Galileo > Dialogo di Galileo Galilei
Now referred to as The Dialogue Concerning the Two Chief World Systems, Galileo's watershed work was first published in 1632 with a very long title that indicates the tenseness surrounding its publication. The long title makes sure to announce Galileo's dedicatee, the powerful Duke of Tuscany (Fernando II de Medici, whose name appears bigger than Galileo's on the title page), and suggests that the author will take an even-handed and dispassionate approach to the subject. The frontispiece shows Galileo in conference with Ptolemy and Copernicus. Only Copernicus and Galileo hold scientific instruments.

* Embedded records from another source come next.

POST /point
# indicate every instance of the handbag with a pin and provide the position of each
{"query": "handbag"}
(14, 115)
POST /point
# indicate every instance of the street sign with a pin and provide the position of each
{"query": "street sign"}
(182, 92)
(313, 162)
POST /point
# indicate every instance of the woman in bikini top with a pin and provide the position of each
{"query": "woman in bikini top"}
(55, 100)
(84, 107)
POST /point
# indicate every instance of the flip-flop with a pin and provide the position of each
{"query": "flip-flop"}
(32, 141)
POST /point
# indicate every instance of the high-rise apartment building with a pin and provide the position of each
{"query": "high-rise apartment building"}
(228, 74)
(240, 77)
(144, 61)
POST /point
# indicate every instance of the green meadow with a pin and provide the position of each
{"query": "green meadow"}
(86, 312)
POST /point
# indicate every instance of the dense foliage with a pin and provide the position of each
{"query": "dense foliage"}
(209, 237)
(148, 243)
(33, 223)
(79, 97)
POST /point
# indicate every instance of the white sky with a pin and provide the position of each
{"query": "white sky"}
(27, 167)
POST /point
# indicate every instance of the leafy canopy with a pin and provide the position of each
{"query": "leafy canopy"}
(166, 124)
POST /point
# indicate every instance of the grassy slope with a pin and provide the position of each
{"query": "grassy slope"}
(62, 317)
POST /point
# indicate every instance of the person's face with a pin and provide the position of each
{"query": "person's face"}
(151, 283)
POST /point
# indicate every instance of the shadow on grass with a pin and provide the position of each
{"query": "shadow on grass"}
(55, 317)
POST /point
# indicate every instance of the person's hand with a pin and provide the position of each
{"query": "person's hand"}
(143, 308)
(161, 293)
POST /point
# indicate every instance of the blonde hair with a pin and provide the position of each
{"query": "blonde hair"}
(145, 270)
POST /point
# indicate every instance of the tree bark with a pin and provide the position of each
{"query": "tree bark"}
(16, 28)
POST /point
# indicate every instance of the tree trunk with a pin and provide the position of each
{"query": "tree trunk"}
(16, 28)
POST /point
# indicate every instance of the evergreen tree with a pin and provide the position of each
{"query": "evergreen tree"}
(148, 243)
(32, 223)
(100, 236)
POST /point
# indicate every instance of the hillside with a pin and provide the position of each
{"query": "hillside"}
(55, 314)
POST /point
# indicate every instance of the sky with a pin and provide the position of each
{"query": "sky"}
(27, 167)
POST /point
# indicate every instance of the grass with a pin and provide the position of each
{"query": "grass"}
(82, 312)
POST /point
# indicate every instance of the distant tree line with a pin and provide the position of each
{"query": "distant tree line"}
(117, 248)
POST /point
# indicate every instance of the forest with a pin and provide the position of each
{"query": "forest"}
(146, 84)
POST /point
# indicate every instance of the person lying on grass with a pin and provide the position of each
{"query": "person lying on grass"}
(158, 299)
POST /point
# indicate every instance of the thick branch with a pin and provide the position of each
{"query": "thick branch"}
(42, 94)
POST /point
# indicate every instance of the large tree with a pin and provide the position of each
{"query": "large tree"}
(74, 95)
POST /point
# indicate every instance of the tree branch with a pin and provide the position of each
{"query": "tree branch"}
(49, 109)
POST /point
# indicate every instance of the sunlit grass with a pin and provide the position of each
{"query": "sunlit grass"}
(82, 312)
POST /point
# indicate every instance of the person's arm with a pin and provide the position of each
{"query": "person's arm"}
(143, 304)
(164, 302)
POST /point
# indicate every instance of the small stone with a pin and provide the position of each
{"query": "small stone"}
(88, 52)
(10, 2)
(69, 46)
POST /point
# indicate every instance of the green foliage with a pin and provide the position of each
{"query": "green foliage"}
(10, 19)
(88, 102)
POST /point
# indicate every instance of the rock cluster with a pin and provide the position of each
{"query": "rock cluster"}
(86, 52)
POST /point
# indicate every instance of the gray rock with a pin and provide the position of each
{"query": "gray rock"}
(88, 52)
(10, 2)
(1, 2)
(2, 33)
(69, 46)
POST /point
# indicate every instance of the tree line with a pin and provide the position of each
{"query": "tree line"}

In this work, Galileo postulated and implicitly advocated the heliocentric (Copernican) world view, contrasting it to the prevailing geocentric (Ptolomeic) model. In order to obtain permission to publish, Galileo promised religious authorities—importantly including his sometime supporter Pope Urban VIII—that he would present heliocentrism as hypothetical, because the view contradicts passages of the Bible that refer to the stillness of the earth and the orbit of the sun. Not convinced that the work did not come out in favor of heliocentrism, after the publication of this work the Roman Inquisition found Galileo “vehemently suspect of heresy” and the book was placed on the Pope's Index of Forbidden Books, where it remained for over 200 years.